If you have cash to spare in Gaza, you can treat your children to new varieties of chocolate Israel has just let in for the first time in a few years, or splash out on new tableware it allowed into the territory this week.
If you need cement and steel to rebuild a home destroyed by war, you'll have to wait a bit longer.
Israel is still deciding exactly what it will and will not allow into Gaza under a new approach towards the enclave, which it has blockaded for four years. As it changes the policy, some previously banned goods have started to flow across the border.
As yet, there is no sign of the basic materials and machine parts which aid workers and businessmen say Gaza needs if the homeless are to be re-housed and the economy is to be revived to alleviate growing poverty attributed to the blockade.
Facing an international outcry over its lethal raid on a Turkish ship that tried to break the embargo last month, Israel announced on June 20 that it would ease the blockade.
The steps taken by Israel so far have disappointed Palestinians who want ready access to materials such as cement, not consumer goods which are plentiful for the few with spare cash.
Over the past two weeks, the easing of the embargo has allowed grocers to fill their shelves with cornflakes, cakes, biscuits, shampoo and razor blades supplied through the Kerem Shalom crossing to Gaza.
Consumer goods not needed
Like most items, these goods were available, if expensive, from black marketeers who have been filling the supply gap by bringing in merchandise through tunnels from Egypt, Gaza's main supply route for the past two years.
"The market cannot absorb this," said grocery store owner Emad al-Buzm, as he turned away boxes of vacuum-wrapped cakes that had just arrived from Israel.
"The country needs materials that employ people: Cement, metal, raw materials for the factories," he said, alluding to the economic hardship in Gaza.
The United Nations' agency UNRWA which cares for Palestinian refugees says 80% of the population now depends on its food aid, compared with 40% a few years ago.
Palestinian officials say washing machines, refrigerators and bathroom fittings are expected in the next few days.
Blacklist awaited
Traders who have been bringing goods through the tunnels have cut their sales forecasts, anticipating that Israel's new policy will undermine the tunnel trade.

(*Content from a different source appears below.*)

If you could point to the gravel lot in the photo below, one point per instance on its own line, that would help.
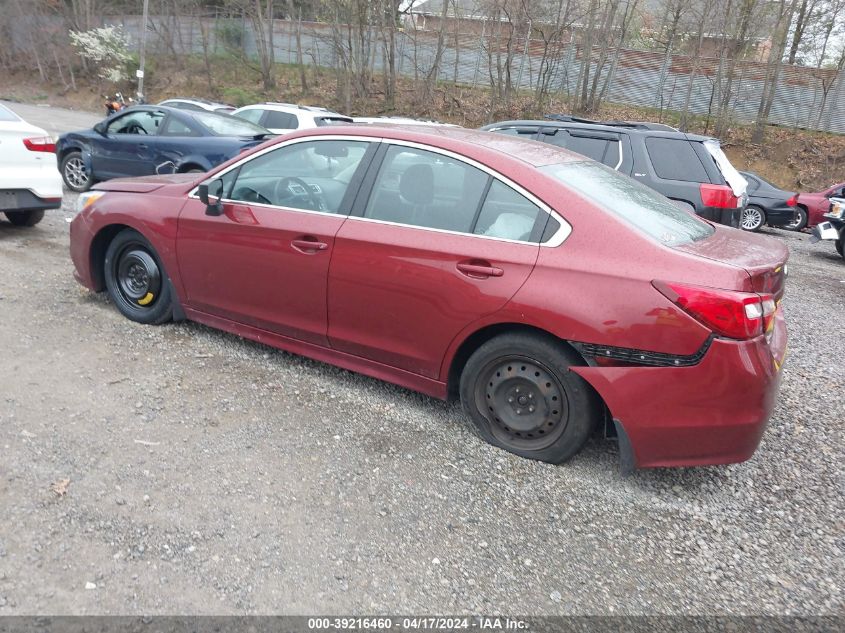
(212, 475)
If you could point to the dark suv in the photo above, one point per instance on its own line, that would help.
(691, 170)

Fearing a drop in demand for the Egyptian-made televisions he has been selling, electrical goods store owner Abu Khaled ordered just a quarter of his usual stock in June.
"I am bringing in a limited amount because I'm worried prices will fall," he said.
Like other goods, cement and steel are available through the tunnels, but not at prices that make them affordable to Palestinians who need to rebuild their homes.
The prospects of Israel allowing such materials to flow freely to Gaza in the near future appear slim.
Israel has defined such construction materials as "dual use", meaning militants can use them for military purposes such as building bunkers and rockets to fire into Israel.
Under its previous policy, Israel banned all but a list of permitted goods. Now, it is preparing to allow in everything except arms and "problematic dual use" materials. A list of the items has yet to be published.
However, it has said it will "enable and expand the inflow of dual-use construction materials" for projects under international supervision, highlighting the example of a UN scheme to build 150 homes in the southern Gaza Strip.
If it can get the materials it needs, UNRWA says it can immediately start work on construction projects throughout Gaza.
"We have the infrastructure, we have the engineers, we have maps, we have everything. We just don't have cement and iron," said UNRWA spokesman Adnan Abu Hasna.
"Ketchup and mayonnaise will not have any real effect," he said, referring to two of the food items recently allowed through Kerem Shalom into Gaza. "We need hundreds of thousands of tons of cement and iron."